Bio: Kyriakos G. Vamvoudakis was born in Athens, Greece. He earned his Diploma in electronic and computer engineering (equivalent to a Master of Science) from the Technical University of Crete, Greece, in 2006, graduating with highest honors. After relocating to the United States, he pursued further studies at the University of Texas at Arlington under the guidance of Frank L. Lewis, obtaining his M.S. and Ph.D. in electrical engineering in 2008 and 2011, respectively. From May 2011 to January 2012, he served as an adjunct professor and faculty research associate at the University of Texas at Arlington and the Automation and Robotics Research Institute. Between 2012 and 2016, he was a project research scientist at the Center for Control, Dynamical Systems, and Computation at the University of California, Santa Barbara. He then joined the Kevin T. Crofton Department of Aerospace and Ocean Engineering at Virginia Tech as an assistant professor, a position he held until 2018.

He currently serves as the Dutton-Ducoffe Endowed Professor at The Daniel Guggenheim School of Aerospace Engineering at Georgia Tech. He holds a secondary appointment in the School of Electrical and Computer Engineering. His expertise is in reinforcement learning, control theory, game theory, cyber-physical security, bounded rationality, and safe/assured autonomy.

He has received numerous prestigious honors, including the 2019 ARO YIP Award, the 2018 NSF CAREER Award, the 2018 DoD Minerva Research Initiative Award, and the 2021 Georgia Tech Chapter Sigma Xi Young Faculty Award.
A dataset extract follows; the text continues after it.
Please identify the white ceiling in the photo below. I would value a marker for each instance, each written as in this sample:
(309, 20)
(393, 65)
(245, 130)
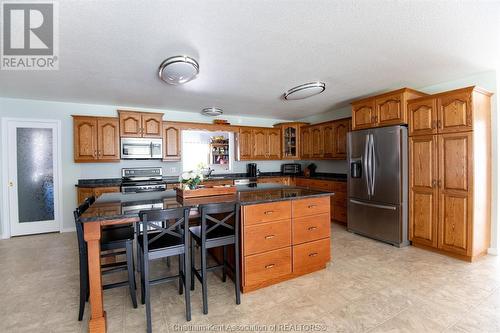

His research has also earned multiple best paper nominations and international recognitions, such as the 2016 International Neural Network Society (INNS) Young Investigator Award, a 2024 NASA Group Achievement Award, the Best Paper Award for Autonomous/Unmanned Vehicles at the 27th Army Science Conference (2010), the Best Presentation Award at the World Congress of Computational Intelligence (2010), and the Best Researcher Award from the Automation and Robotics Research Institute (2011). Dr. Vamvoudakis has actively contributed to the research community through service on numerous international program committees and by organizing special sessions, workshops, and tutorials at major international conferences. He is currently the Editor-in-Chief of Aerospace Science and Technology and serves on the IEEE Control Systems Society Conference Editorial Board. In addition, he is an Associate Editor for several leading journals, including Automatica, IEEE Transactions on Automatic Control, IEEE Transactions on Neural Networks and Learning Systems, IEEE Transactions on Systems, Man, and Cybernetics: Systems, IEEE Transactions on Artificial Intelligence, Neural Networks, IEEE Open Journal of the Computer Society, and the Journal of Optimization Theory and Applications. Previously, he has served as Guest Senior Editor for special issues of IEEE Transactions on Automation Science and Engineering, IEEE Transactions on Neural Networks and Learning Systems, IEEE Transactions on Industrial Informatics, IEEE Transactions on Intelligent Transportation Systems, and the IEEE Open Journal of Control Systems. Dr. Vamvoudakis is a registered Professional Engineer (Electrical/Computer Engineering), a member of the Technical Chamber of Greece, an Associate Fellow of AIAA, and a Senior Member of IEEE.